This is a shared project space for the Statistical Learning II (CSCI561) course at Colorado School of Mines. This shared repository contains R scripts for engineering features and constructing predictive model for compressing climate data.
- Collin Barraugh (email: cbarraugh@mines.edu, mobile: 8582134014)
- Margaret Sabelhaus (email: msabelhaus@mines.edu, mobile: 3015252903)
- Doug Curth (email: Dcurth@mines.edu: , mobile: 5027515383 )
- Jose Molina (email: jmolinagal@gmail.com, mobile:7203083638 )

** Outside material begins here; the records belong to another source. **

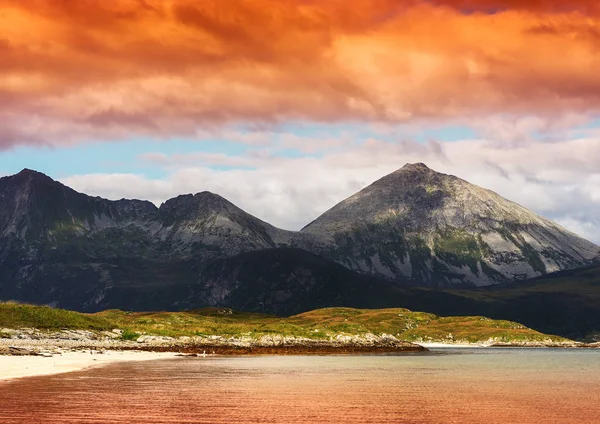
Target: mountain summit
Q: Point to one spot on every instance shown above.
(441, 230)
(414, 226)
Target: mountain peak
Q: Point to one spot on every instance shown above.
(29, 174)
(419, 166)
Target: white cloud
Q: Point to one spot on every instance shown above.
(559, 179)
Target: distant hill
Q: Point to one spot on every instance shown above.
(414, 227)
(442, 231)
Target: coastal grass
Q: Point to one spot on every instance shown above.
(319, 324)
(19, 315)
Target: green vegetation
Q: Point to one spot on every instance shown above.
(17, 315)
(318, 324)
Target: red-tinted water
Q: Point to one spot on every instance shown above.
(500, 386)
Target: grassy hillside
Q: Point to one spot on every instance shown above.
(318, 324)
(565, 303)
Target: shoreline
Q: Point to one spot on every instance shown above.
(15, 367)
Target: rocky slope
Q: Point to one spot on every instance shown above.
(440, 230)
(415, 226)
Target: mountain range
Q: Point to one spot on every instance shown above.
(414, 227)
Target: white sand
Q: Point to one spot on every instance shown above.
(451, 345)
(27, 366)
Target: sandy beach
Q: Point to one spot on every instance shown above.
(27, 366)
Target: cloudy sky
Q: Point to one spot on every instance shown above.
(286, 107)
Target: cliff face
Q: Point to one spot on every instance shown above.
(441, 230)
(415, 226)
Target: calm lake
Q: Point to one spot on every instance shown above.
(445, 386)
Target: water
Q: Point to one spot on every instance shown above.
(449, 386)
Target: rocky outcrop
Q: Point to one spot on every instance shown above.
(440, 230)
(415, 226)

- Overleaf: https://www.overleaf.com/project/6193187f3459e8cf3a6ec0e5
- Slack: https://app.slack.com/client/T02MPEX9L3G/C02MW6HS38A
- GitHub: if you are reading this you are already here
/src/pooling
- Uncomment line 112 and run normalize.Rmd to normalize the cimate images (left adjusted to 0 and divided by max ixel value)

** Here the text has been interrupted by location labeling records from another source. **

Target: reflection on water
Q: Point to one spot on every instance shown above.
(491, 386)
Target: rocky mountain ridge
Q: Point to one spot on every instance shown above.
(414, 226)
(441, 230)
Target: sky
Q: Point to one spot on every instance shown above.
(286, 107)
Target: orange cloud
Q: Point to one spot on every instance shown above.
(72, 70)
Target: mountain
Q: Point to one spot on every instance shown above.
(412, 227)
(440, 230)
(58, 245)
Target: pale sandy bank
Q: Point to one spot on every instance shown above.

- Run pooling_stats.ipynb to generate appriximately 30 pooling features for each dataset of climate images
- testing_poolingFeatures.csv and train_validation_poolingFeatures contain the best 5 pooling features generated from the python script for each dataset
/src/dfCreation.Rmd:
- Generates the initial dataframe and populates it with simple summary statistic features
- Adds in contour features
- Adds in pooling features
- Saves the unstandardized data to CSVs
- Creates the dataframe of standardized features
- Saves the standardized data to CSVs
/src/multiStageModel1.Rmd
- Runs what we refer to as the Multi-Stage Model 1
/src/Subset selection and KNN Model.Rmd
- Runs subset selection and KNN model once variables have been created.
/src/ModelingTreesModel2.Rmd -Runs what we refer to as the Multi-Stage Model 2
/writeup
- Contains files describing the objective for the class project.